While many of us were undoubtedly disappointed that Karin Skacel couldn't join us this month, the show still needed to go on. And it went rather well. :-)

Many of us were still basking in the glow of beads and lace and our weekend of Sivia Harding workshops. Diana wisely invited graduates of the Moonrise necklace workshop to show off their jewelry.
From left to right: Marian, Linda F, Whit, Jane, Sharon W, and Joyce.

There were questions and prizes including Skacel Acryl-no-Ick yarn donated by Needle Nook, a Friday Night Knitting Club bag donated by Needle Nook, and a skein of Twisted Sisters Petite Voodoo (merino & silk) and matching Japanese Magatama beads donated by Only Ewe and Cotton Too and The Bead Bug.

Show and Tell is always, always, always interesting with this group. Always. Even if there is nothing else going on in the evening (which is never), it is always worth going to the meeting just to soak up the inspiration. Tom from Knitting in the Woods (a campground and knitting retreat) was at the meeting. He and his friend Tim were knitting athletic supporters out of Cascade Fixation, a cotton sock yarn with elastic in it. When I mentioned this to Elyse, she pointed out that Fixation is the only yarn she knows of from which you could knit a bathing suit that would stay up.
But back to show and tell. Tom showed off this breathtaking lace receiving blanket he knit for his new grandson who is due in January. The pattern is Tom's own interpretation of Estonia lace right down to the nupps! Art showed off his very first knitting project -- a scarf in plain blocks of color. He mentioned some of his experiences with changing tension, and many of us in the room nodded in sympathy. Margaret had several beautiful projects including a secret sock knit along with the Nautical Knitter that included lace, beads, and Bavarian traveling stitches. I guess if you make it secret, you don't scare people away until after they've cast-on and are committed. And Becky showed a knitted shawl/tablecloth that her mother bought at an antique store. The dealer said it was crocheted, but it is clearly knitted and so needed to go home with someone who could tell the difference.

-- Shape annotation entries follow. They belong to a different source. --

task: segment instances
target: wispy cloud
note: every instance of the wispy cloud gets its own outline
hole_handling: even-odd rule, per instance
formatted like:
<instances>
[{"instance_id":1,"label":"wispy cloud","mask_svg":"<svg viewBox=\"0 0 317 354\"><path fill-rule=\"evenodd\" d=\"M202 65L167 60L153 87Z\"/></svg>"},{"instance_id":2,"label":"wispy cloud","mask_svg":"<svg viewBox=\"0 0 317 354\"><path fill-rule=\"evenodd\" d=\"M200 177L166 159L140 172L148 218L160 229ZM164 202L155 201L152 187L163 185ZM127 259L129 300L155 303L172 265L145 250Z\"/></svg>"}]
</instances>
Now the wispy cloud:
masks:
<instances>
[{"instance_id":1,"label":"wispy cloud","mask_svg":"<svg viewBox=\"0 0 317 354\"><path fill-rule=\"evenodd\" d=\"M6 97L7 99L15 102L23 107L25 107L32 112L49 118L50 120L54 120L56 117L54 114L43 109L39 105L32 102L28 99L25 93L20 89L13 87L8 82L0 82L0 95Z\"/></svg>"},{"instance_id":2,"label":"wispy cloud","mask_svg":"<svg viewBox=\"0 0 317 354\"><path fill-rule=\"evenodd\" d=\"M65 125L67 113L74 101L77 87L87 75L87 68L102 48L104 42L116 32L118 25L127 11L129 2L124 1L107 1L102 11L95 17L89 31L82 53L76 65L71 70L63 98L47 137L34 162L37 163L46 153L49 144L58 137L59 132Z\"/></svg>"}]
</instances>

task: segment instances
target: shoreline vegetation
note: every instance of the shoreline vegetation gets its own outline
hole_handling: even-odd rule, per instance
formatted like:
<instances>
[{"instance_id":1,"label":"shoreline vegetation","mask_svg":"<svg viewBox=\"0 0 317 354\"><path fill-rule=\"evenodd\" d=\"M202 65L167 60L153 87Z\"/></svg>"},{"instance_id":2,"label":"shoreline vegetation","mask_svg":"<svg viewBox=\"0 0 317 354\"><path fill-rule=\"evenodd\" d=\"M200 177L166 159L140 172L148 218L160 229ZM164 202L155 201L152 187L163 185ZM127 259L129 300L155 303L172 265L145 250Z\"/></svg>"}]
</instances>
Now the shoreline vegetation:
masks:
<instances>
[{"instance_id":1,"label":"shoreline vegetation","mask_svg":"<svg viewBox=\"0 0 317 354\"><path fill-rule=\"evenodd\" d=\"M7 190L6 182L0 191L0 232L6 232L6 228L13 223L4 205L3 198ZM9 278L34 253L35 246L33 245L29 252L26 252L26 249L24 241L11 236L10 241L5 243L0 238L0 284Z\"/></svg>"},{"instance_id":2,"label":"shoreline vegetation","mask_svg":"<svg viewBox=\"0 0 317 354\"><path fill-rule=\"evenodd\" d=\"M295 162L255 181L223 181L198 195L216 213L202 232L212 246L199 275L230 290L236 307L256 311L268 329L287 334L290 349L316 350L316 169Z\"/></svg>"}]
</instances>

It looks as if it might even be linen! Hard to believe somebody had given it away. This is why you have to pass at least a little of the knitting skill down through your family -- so that somebody will understand and appreciate your accomplishments when you are gone.

Next month should be plenty of fun with the presentation of the bears and the holiday potluck. Show and tell is bound to feature lots of holiday gifts ready to be wrapped!